The important point to grasp about bank valuations, said Van Alphen, is that their aim is to assess whether the property is worth the price being paid for it so that, should the bond borrower default on his bond payments, they will be able to recover the full value of the money outstanding by selling the home.
To arrive at an accurate valuation, said van Alphen, the bank valuer will probably do a Comparative Market Analysis. In this he will compare the home price with that of other similar properties sold recently in the area.
This, said Van Alphen, is where a problem for the seller can lie, because when doing the valuation they may ignore the home’s certain undefinable assets such as a magnificent view or close proximity to a certain school. Such valuations may also ignore the highly relevant fact that the home has been very carefully maintained and in an as-new condition - while those 'similar homes' sold recently may have been in a very poor condition.
"Often the similar homes will have serious defects which the valuer will recognise but insist, by means of a cash retention clause, they be fixed before the bond is registered. To the enquiring buyer, however, such defects may completely rule out the property or will, in his view, give it a far lower value."
Sometimes, said Van Alphen, the buyer, frustrated by a low bank value on the home he hopes to buy, will remind the banks that the insurance value is far higher than their valuers. This however is unlikely to impress the banks because they will point out that the insurance value is probably based on a replacement cost, which is often higher than the current market value.
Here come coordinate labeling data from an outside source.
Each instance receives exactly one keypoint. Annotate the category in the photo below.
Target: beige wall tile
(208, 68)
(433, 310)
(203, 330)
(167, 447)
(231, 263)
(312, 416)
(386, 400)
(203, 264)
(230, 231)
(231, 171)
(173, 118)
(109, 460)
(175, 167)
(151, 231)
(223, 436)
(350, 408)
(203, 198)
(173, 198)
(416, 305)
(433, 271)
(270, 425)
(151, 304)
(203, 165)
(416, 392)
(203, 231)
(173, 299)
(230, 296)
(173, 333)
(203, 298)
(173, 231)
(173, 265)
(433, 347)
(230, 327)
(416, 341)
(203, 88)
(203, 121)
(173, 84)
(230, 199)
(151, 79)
Where a bank supposedly undervalues a home, said Van Alphen, it may be possible for the bond originator to get them to change their minds by quoting his own and the agent’s Comparative Market Analyses.
Alternatively a bond originator and an agent working together may be able to persuade the seller to put right those defects which, in the bank’s view, are lowering the home’s value. This tactic, said Van Alphen, has resulted in many a bond eventually being granted and the sale taking place.
"The important point for the bond applicant to realise is that he must not give up. We as bond originators do all we can to keep negotiations open and to reach a solution which will be satisfactory to the bank, the seller and the buyer. Because we work in a sophisticated rational society, bond originators are able time and again to help in these matters and this is one of the reasons why we are popular with the public today."